Au collège, je ne savais pas grand-chose sur la planification familiale. D’abord parce que le sexe est un sujet qu’on n’aborde pas en famille. Alors, ce que je savais à l’époque, je le tenais des discussions entre copines, à l’école ou dans le quartier. Et bien souvent, ces informations n’étaient pas très fiables. C’était plus des croyances, des choses qu’on se racontait entre nous ou bien des rumeurs.

Pourtant, il y a des personnes-ressources qui sont là pour nous renseigner, que ce soit les tatas dans les collèges (les infirmières), les centres d’information, les maternités… Mais nous ne faisions pas toujours l’effort d’y aller. C’est dommage car cela aurait évité à certaines d’entre nous des grossesses précoces non désirées. Notamment pour celles qui ne se protégeaient pas du tout ou bien celles qui croyaient que la pilule se prend juste après le rapport sexuel.

« D’un côté un plaisir qui dure quelques minutes et de l’autre, une vie entière gâchée »

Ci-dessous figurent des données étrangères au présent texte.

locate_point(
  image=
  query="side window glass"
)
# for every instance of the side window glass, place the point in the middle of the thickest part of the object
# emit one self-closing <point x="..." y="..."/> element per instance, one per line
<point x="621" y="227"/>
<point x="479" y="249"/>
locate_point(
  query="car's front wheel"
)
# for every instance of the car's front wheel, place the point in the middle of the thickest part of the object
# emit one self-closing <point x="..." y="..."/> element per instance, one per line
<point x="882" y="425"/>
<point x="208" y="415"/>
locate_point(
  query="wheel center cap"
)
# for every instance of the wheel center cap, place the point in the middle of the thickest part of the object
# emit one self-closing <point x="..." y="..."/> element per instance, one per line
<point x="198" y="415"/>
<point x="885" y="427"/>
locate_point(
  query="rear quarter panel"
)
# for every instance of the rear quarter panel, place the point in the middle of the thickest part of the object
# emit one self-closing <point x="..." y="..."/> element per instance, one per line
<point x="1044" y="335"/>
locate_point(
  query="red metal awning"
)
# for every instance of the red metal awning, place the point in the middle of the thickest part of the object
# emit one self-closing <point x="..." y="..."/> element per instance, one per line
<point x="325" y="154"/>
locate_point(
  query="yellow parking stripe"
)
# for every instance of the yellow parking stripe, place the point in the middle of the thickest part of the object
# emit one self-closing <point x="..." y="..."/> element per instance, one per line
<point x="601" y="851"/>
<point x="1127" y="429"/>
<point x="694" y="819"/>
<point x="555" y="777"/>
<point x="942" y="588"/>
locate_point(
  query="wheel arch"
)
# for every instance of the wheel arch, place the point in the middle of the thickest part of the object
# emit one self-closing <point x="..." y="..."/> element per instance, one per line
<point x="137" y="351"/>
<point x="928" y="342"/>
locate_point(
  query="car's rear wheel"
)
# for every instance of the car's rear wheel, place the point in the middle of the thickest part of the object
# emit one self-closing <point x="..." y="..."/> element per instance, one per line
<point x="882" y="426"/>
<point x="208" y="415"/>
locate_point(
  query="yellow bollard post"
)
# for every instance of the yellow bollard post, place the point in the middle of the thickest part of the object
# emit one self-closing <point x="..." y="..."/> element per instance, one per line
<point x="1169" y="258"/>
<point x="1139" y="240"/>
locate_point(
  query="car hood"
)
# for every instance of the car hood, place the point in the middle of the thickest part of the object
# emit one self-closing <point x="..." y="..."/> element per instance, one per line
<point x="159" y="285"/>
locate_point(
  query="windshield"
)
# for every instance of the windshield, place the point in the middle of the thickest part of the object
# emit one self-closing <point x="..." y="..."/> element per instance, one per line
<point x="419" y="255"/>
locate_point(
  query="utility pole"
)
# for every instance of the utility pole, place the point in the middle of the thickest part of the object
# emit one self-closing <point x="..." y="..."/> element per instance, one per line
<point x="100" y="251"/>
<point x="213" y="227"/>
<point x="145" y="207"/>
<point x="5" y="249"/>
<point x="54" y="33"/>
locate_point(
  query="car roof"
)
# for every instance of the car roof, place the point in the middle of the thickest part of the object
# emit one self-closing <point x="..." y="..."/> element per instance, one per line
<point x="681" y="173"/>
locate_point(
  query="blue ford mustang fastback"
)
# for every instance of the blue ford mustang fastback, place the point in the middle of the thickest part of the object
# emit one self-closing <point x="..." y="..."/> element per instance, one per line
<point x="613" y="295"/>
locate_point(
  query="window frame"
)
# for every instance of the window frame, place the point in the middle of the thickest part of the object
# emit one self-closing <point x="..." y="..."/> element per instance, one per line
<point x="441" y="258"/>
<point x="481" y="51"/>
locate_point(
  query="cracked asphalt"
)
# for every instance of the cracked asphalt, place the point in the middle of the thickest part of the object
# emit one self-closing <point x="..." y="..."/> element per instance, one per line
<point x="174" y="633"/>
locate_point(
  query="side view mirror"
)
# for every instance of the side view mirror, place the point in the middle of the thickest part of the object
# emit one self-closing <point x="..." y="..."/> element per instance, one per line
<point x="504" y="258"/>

Pour aborder avec les jeunes les questions de sexualité, de reproduction ou de droits des femmes, le Scoutisme béninois a créé le « Jeu sans tabou ». Moi, je suis la modératrice du jeu dans un collège de Porto Novo, deux fois par semaine, le mercredi soir et le samedi. Le jeu dure deux heures environ. C’est comme un jeu de l’oie avec des cases de plusieurs couleurs qui correspondent à des questions sur différents sujets. Sur la planification familiale, il y a des questions sur « savoir dire oui, savoir dire non » (au rapport sexuel), sur les moyens d’éviter les grossesses ou sur le port du préservatif.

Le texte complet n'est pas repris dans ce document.